西側の専門家たちは、衛星打ち上げの文脈だけでなく、長い間このような主張をしてきた。マサチューセッツ工科大学のセオドア・ポストールのような専門家は、「ロシアは、運用可能なトポルM ICBMを北朝鮮に供給することで、すでにその一線を越えた可能性がある。ロシアの軍事専門家ウラジーミル・フルスタレフが指摘するように、この数年間、北朝鮮がロシアのミサイル発射に関する自由に入手できる資料を研究し、ミサイル工学の非機密教科書にさえ記載されている陸上移動ミサイルシステム用に設計された固体燃料ICBMの具体的な特徴を学ぶ機会を持たなかったとは考えにくい。さらに、北朝鮮のミサイルは、適用されている技術的解決策の組み合わせと一般的なレイアウトの両方において、フランスとアメリカのミサイルと類似しているので、このような「専門家」は、アメリカとフランスが北朝鮮を密かに支援していると考えているということだろうか?

ドイツのミサイル技術専門家マルクス・シラーも、ロシアが朝鮮の新推進システム開発に技術援助を行った可能性があると主張している。
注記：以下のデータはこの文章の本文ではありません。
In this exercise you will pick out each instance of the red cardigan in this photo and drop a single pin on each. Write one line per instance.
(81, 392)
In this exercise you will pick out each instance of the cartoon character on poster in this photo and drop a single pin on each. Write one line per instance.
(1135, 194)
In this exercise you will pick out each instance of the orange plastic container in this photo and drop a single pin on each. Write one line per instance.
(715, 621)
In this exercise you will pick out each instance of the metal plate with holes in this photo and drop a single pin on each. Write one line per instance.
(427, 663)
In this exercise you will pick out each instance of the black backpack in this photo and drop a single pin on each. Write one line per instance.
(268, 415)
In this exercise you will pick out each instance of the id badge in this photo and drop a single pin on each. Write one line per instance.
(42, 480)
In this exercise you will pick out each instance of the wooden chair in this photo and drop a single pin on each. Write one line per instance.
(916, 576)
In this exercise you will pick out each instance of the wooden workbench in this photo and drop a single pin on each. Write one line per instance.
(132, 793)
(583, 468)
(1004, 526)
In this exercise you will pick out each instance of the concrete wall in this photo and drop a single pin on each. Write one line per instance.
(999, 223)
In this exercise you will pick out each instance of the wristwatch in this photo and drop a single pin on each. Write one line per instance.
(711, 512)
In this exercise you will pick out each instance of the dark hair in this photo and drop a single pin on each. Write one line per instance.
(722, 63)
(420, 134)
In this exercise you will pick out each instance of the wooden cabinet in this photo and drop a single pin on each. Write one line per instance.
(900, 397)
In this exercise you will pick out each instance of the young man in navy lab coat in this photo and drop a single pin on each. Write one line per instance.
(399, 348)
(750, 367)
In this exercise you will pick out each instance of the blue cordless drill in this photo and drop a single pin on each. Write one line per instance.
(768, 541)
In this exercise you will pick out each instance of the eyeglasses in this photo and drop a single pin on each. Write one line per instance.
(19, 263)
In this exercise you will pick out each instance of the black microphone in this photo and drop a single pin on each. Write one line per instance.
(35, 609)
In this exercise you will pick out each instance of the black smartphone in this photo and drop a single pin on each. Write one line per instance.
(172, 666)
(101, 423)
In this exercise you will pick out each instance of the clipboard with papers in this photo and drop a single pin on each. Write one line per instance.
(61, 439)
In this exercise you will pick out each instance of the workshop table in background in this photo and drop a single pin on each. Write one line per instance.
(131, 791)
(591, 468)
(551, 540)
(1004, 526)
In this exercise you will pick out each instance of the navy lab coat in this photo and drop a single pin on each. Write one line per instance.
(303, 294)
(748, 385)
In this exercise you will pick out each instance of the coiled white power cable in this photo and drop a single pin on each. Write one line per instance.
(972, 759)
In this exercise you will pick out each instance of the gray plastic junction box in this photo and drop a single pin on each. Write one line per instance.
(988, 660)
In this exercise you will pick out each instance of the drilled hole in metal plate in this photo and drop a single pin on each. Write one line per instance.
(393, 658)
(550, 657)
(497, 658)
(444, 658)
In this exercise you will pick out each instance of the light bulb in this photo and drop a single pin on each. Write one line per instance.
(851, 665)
この見解はランド研究所のブルース・ベネット上級研究員も同じで、ロシアのイスカンデル作戦戦術ミサイル・システムと北朝鮮のKN-23(「キムスカンデル」)ミサイル・システムの外見上の類似点を指摘している。この類似性に基づいて、彼は他のハードウェアも「コピー」された可能性を示唆している。
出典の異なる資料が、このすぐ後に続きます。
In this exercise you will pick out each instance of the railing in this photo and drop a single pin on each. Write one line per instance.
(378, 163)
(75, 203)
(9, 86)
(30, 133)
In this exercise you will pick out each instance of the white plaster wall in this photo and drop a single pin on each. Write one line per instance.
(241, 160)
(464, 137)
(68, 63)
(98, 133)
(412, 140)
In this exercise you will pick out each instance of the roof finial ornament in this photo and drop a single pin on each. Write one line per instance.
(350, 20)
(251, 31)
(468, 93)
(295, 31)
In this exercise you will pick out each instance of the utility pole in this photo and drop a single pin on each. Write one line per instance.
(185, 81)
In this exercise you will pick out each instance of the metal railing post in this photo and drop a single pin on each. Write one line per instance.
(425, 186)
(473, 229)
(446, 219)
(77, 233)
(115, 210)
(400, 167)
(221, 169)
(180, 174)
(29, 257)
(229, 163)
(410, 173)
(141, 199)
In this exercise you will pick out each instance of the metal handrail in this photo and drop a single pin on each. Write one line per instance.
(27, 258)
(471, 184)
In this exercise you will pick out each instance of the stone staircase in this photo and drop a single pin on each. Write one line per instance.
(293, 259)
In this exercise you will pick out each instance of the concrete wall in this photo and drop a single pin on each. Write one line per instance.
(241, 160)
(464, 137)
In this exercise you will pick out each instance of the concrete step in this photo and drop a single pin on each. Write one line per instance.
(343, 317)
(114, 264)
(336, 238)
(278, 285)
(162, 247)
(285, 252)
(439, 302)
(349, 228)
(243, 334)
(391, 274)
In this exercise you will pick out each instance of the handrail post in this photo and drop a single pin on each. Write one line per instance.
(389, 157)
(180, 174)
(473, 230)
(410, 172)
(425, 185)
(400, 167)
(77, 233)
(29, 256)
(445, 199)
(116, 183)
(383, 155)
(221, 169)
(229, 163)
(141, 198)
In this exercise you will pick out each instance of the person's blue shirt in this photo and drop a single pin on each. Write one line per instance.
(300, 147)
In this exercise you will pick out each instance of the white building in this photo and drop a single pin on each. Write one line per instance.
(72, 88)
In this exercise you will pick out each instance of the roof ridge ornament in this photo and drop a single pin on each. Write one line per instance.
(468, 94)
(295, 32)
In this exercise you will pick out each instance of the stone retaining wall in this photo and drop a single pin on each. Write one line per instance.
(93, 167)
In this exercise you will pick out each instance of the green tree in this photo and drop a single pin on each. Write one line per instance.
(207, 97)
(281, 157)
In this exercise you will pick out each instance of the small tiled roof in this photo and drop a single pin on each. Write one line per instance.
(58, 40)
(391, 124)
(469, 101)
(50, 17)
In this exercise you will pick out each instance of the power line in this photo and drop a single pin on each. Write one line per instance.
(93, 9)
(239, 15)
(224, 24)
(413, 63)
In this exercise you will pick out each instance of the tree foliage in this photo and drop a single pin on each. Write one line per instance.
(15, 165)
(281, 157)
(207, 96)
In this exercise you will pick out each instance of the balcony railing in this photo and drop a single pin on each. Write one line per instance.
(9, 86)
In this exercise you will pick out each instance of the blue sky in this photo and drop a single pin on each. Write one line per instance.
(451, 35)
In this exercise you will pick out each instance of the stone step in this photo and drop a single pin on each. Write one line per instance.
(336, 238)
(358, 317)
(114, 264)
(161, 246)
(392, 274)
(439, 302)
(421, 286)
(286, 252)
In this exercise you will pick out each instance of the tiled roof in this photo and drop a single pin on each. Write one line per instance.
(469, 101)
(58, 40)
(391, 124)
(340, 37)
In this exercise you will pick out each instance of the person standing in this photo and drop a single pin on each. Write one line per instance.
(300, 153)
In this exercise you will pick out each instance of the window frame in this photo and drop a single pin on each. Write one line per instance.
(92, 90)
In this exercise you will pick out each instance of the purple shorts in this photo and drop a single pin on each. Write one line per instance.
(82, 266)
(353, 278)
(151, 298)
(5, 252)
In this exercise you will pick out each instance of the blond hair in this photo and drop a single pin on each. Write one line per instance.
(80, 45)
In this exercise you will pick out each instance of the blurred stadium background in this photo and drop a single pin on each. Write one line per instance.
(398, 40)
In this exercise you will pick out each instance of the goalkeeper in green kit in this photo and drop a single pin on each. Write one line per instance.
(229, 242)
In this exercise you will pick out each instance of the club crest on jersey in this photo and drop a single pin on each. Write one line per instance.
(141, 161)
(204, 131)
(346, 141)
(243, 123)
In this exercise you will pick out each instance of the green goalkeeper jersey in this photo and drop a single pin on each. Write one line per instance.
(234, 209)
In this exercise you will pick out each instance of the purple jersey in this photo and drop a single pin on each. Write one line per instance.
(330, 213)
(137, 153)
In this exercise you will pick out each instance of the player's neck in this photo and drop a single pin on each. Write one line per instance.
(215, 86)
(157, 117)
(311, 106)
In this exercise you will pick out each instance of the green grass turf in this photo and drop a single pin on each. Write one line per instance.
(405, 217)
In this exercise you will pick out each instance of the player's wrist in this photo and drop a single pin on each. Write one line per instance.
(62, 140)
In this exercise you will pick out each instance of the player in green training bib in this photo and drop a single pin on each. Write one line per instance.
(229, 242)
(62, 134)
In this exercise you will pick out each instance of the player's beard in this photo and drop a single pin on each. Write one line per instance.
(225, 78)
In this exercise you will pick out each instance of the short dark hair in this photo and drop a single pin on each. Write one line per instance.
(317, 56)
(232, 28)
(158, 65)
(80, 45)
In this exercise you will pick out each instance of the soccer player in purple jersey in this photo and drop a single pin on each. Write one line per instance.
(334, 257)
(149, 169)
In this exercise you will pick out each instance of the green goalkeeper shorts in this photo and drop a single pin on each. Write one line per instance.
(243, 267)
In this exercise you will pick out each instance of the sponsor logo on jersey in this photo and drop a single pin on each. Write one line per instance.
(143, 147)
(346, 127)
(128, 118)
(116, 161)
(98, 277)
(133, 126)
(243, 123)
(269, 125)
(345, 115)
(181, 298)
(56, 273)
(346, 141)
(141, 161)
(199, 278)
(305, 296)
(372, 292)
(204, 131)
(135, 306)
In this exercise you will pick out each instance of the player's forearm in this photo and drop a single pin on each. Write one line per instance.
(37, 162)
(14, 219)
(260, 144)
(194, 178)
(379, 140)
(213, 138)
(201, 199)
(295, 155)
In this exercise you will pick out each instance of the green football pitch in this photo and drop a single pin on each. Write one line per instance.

一方、カーネギー国際平和財団のアンキット・パンダ氏は、新型ミサイルの推進システムの開発にロシアの技術が使われたと考える理由はないと主張する。

金正恩とウラジーミル・プーチンの首脳会談後、韓国の専門家たちはすでに、宇宙・衛星技術の分野でモスクワと平壌が協力する可能性について、5つのシナリオや方向性を示している。
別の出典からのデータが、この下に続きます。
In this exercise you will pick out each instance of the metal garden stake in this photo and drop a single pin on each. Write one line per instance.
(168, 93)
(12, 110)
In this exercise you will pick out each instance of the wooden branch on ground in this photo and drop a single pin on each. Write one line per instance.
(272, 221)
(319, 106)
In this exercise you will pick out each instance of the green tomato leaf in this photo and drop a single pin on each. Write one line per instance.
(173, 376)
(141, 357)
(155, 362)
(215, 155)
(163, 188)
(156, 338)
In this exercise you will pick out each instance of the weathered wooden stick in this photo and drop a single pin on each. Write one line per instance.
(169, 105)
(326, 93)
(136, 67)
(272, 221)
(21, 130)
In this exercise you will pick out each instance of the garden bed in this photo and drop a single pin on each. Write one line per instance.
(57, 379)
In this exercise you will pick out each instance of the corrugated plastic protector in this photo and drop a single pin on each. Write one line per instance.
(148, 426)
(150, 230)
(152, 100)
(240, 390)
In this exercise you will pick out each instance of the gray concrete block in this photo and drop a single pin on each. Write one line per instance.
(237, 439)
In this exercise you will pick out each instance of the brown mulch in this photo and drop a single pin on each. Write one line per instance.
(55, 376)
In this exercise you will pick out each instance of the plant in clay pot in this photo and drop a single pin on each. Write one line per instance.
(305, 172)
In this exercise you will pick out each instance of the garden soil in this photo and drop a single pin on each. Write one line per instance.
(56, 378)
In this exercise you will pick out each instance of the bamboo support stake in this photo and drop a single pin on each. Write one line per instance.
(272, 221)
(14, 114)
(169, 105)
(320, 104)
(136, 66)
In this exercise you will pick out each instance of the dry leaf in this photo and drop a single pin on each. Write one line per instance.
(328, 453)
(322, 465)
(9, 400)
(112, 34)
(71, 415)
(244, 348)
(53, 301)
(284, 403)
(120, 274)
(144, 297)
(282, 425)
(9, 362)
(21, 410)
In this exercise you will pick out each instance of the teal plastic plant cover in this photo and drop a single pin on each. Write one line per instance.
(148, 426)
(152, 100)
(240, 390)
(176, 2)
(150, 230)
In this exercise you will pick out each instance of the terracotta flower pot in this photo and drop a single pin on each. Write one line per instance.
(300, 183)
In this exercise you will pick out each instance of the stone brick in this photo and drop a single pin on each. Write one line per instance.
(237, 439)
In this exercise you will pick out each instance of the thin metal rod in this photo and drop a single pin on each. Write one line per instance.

  1. ロシアは北朝鮮にアンガラ宇宙ロケットを提供する可能性がある(エンジンの推進システムは、2013年に打ち上げられた韓国のヌリロケットの第1段と類似している)。
  2. ロシアは北朝鮮の「千里馬1号」ロケット開発を支援している可能性がある。そのエンジンは、ウクライナのユジマシュ工場で製造されたソ連のRD-250をベースにした白頭山推進システムを基にしていると考えられている。ロシアは千里馬1号のエンジン開発に技術支援とサポートを提供している可能性がある。韓国統一研究院のホン・ミン上級研究員もこの見方を共有しており、北朝鮮研究大学のヤン・ムジン学長は、衛星打ち上げの最初の2回の失敗の原因となったロケット第2段エンジンの燃料システムの問題を解決するために、モスクワが平壌を支援した可能性が高いと見ている。
  3. 衛星の基本的な部品に関する援助。モスクワは、衛星を製造する技術や、衛星に搭載するカメラなどの機器を平壌に提供する可能性がある。軍事偵察衛星「Malligyong-1」は、ロシア連邦の支援により、おそらくロシアのキャリアロケットを使用し、ロシアの発射場から打ち上げられる可能性がある。
  4. テストと試験のためのインフラ支援。ロシアは北朝鮮の利益のためにハイテク試験を実施することも、必要な設備を提供することもできる。
  5. 既存の衛星偵察ネットワークへのアクセス提供。ロシアは、自国の衛星が受信した情報へのアクセスを北朝鮮に提供することができる。さらに、スパイ衛星の共有、リース、販売、関連分野の北朝鮮専門家の育成など、さまざまなオプションが考えられる。

別の専門家グループは、ロシアが北朝鮮にロケット技術を移転する可能性は低いと見ている。それよりも可能性が高いのは、個々の人工衛星の製作・製造技術を北朝鮮に提供することである。さらに、ロシアの衛星情報を含む情報交換や、グロナス航法システムのデータへのアクセスを北朝鮮に提供する協定を両国が結ぶ可能性も否定できない。ところで、ナム・ソンウク教授は、北朝鮮がロシアのグロナス衛星システムの技術を入手する可能性は「最悪のシナリオ」だと考えている: 「もしそうなれば、韓国だけでなく、アメリカも制御不能に陥るだろう。」

その証拠とは?韓国メディアは、「フライトレーダー24によると、北朝鮮が偵察衛星を打ち上げた翌日の11月22日、ロシア空軍のIl-62Mがウラジオストクから平壌に飛んだ」と書き、ブルース・ベネットは、「(ロシアの)衛星専門の科学者が搭乗していた可能性が高いと思う」と結論づけた。ここでも「可能性が高い」という表現が使われている!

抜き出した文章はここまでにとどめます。